Les liens entre l’utilisation des hormones masculinisantes et les constructions des masculinités trans – Conférence de Paul Rivest du 05.03.2025 présentée par le Centre en études genre (CEG).

La thématique des hommes trans et de leur appropriation de la masculinité a toujours été accompagnée par un narratif qui accorde un rôle central à l’utilisation de la testostérone et des hormones masculinisantes. Le discours dominant se base principalement sur une division genrée qui décrit comme « masculin » tout ce qui peut être reconduit à la présence et aux effets de la testostérone (les individus, les comportements, …). Le 5 mars dernier, dans la salle 2121 du Géopolis, le doctorant de l’Institut d’ethnologie et d’anthropologie sociale de l’Université Aix-Marseille, Paul Rivest, nous a présenté son travail ethnographique sur le rapport des hommes trans à la testostérone et leur expérience avec l’appropriation de la masculinité. En nous offrant une nouvelle perspective qui requestionne le narratif dominant autour de cette thématique, il a mené une enquête de terrain auprès de différentes communautés trans françaises, en incluant une quarantaine d’individus ayant vécu une expérience de transition. Pour recueillir leurs récits, il a conduit plus de vingt entretiens, soit individuels, soit en focus groupe, et consulté plusieurs forums dans lesquels beaucoup de personnes trans échangent leurs expériences.

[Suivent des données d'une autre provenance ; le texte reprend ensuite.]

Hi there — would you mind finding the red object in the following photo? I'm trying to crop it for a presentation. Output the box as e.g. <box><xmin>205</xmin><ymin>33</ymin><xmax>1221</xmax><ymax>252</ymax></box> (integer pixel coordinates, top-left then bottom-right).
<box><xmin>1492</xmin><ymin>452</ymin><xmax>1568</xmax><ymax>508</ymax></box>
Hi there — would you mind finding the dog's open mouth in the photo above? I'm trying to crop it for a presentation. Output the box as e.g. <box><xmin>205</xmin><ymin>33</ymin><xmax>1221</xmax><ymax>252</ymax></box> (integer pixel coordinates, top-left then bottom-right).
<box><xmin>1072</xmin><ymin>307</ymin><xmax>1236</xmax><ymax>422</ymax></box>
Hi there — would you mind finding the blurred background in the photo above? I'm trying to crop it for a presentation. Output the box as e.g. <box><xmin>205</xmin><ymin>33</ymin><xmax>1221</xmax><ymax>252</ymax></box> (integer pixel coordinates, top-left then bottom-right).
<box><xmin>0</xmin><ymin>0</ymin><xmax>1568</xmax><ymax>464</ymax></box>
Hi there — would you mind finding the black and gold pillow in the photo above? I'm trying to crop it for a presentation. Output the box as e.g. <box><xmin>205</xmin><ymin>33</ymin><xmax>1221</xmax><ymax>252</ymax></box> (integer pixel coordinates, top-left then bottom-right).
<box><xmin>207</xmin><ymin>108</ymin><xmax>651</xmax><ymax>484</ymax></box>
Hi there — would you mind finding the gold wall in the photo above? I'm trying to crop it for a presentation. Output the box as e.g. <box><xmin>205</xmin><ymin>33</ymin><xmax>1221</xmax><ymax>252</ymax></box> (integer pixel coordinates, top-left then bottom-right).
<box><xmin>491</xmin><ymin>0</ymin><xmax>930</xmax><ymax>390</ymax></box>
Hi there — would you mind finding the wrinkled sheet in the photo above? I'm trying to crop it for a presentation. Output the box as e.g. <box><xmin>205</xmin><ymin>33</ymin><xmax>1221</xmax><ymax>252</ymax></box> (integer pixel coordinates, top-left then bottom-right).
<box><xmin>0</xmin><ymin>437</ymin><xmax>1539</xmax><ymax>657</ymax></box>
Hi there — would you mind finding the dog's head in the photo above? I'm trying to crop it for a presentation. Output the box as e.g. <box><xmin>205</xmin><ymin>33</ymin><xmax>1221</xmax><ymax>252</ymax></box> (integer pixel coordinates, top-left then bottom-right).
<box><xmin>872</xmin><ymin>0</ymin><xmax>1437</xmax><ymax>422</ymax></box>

Le premier élément-clé de cette conférence requestionne le rapport de l’individu avec la prise des hormones masculinisantes. Car si l’on croit généralement que l’appropriation de la masculinité doit forcément passer par la prise de la testostérone, on croit aussi qu’elle en sera une conséquence directe. Le narratif autour de la prise des hormones leur attribue ainsi un rôle extrêmement dominant, jusqu’au point où ces dernières « assujettiraient » l’individu lui-même. Un homme trans serait donc considéré masculin s’il prend de la testostérone et si son comportement est concordant aux effets les plus reconnus de cette molécule (en particulier l’augmentation des pulsions sexuelles). Pendant sa conférence, Paul Rivest nous a cependant montré toutes les incongruences derrière à ce raisonnement. Tout d’abord, il faut savoir qu’il n’y a aucune étude scientifique qui confirme que la prise de testostérone est la variable régulatrice principale du désir sexuel, ce qui fait que la reconnaissance d’une hypothétique masculinité à travers les comportements sexuels n’aurait rien à voir avec la prise des hormones. Deuxièmement, plusieurs hommes trans ont partagé, lors des entretiens, comment la décision de suivre une thérapie hormonale porte en soi un travail de raisonnement, d’auto-perception et de questionnement constant de sa propre expérience psycho-physique qui va au-delà de la sphère sexuelle et de la gestion du désir. En ces termes, les hormones masculinisantes ne sont pas des « autoroutes » qui conduisent l’utilisateur vers un modèle de masculinité, mais plutôt des outils grâce auxquels les individus peuvent amplifier leur expérience de transition (surtout en faisant expérience des changements physiques) tout en restant très conscients de leur parcours. Ce n’est donc pas la testostérone qui dicte les règles et les temps d’appropriation de la masculinité, mais c’est l’individu qui évalue comment construire sa propre masculinité aussi grâce à la thérapie hormonale.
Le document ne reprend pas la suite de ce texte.